Coaching and support so you can remain at home
Lutheran Social Service of Minnesota offers coaching and support to assist patients for the first 30 days during a transition of care from a hospital or care facility back home. We are currently partnering with multiple hospitals and major health insurance partners.
How it Works:
- After discharge from the hospital, a specially trained and certified LSS community health worker (CHW) contacts the patient to let them know what to expect.

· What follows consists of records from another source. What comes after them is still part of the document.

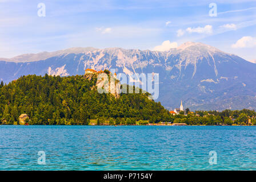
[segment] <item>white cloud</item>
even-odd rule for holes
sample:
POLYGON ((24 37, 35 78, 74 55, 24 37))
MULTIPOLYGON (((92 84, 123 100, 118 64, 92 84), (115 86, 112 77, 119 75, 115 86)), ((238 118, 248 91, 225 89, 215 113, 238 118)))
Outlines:
POLYGON ((229 30, 237 30, 237 26, 234 23, 225 24, 219 26, 219 27, 225 28, 229 29, 229 30))
POLYGON ((170 23, 171 23, 171 22, 170 21, 166 22, 165 23, 165 26, 167 27, 168 26, 168 24, 169 24, 170 23))
POLYGON ((178 44, 177 42, 170 42, 170 40, 164 41, 161 45, 155 46, 154 48, 154 51, 168 51, 172 48, 177 48, 178 47, 178 44))
POLYGON ((245 48, 256 47, 256 38, 250 36, 243 36, 237 41, 235 44, 232 44, 233 48, 245 48))
POLYGON ((185 33, 185 31, 183 31, 182 29, 179 29, 177 31, 177 36, 181 36, 184 35, 185 33))
POLYGON ((210 34, 213 32, 213 26, 211 25, 206 25, 205 27, 198 27, 197 28, 189 27, 186 30, 189 33, 197 32, 198 34, 210 34))
POLYGON ((109 34, 112 31, 112 29, 111 28, 106 28, 104 29, 104 30, 102 31, 102 34, 109 34))
POLYGON ((102 34, 111 33, 111 32, 112 31, 112 28, 109 28, 109 27, 106 28, 104 28, 103 27, 95 28, 95 30, 97 32, 101 32, 102 34))

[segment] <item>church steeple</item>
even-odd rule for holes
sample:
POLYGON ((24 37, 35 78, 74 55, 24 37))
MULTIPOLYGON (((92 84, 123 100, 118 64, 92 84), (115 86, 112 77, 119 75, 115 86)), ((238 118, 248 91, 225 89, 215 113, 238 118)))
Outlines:
POLYGON ((182 106, 182 100, 181 102, 181 106, 179 106, 179 109, 181 110, 183 110, 183 106, 182 106))

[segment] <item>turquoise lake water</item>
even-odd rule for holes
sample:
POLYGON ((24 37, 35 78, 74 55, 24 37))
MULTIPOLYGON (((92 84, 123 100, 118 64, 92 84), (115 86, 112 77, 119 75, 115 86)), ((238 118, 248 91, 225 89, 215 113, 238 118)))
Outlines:
POLYGON ((59 169, 255 170, 256 127, 0 126, 0 170, 59 169))

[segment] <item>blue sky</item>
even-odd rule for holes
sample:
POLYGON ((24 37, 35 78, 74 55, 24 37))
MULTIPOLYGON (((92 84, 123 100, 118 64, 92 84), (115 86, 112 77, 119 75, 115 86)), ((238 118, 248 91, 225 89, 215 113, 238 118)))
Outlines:
POLYGON ((0 0, 0 57, 74 47, 161 51, 188 41, 256 60, 256 1, 0 0))

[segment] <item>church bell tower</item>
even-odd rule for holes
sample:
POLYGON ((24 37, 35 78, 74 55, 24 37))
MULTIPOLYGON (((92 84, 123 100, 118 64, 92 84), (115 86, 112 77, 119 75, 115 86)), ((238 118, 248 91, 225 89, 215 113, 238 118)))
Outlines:
POLYGON ((179 106, 179 109, 181 110, 181 110, 183 110, 183 106, 182 106, 182 101, 181 101, 181 106, 179 106))

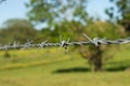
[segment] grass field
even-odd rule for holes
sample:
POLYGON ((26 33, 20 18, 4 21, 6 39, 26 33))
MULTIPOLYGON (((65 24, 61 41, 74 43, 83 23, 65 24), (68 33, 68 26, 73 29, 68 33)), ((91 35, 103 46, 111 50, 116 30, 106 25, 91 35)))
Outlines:
POLYGON ((130 45, 121 45, 103 72, 90 72, 77 52, 57 48, 0 52, 0 86, 130 86, 130 45))

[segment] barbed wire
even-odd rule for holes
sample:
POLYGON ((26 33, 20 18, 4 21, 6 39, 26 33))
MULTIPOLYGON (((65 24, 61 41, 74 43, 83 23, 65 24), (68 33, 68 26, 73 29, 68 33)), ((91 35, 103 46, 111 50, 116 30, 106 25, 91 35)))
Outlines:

- Within 72 hours of discharge notification, the CHW calls the patient to schedule visits by phone or in person.
- During visits, the patient and CHW develop goals, review medications, conduct a home safety assessment, and discuss community resources, nutrition and upcoming medical appointments.
- The CHW communicates consistently with the care coordinator throughout the service to ensure a safe and healthy transition.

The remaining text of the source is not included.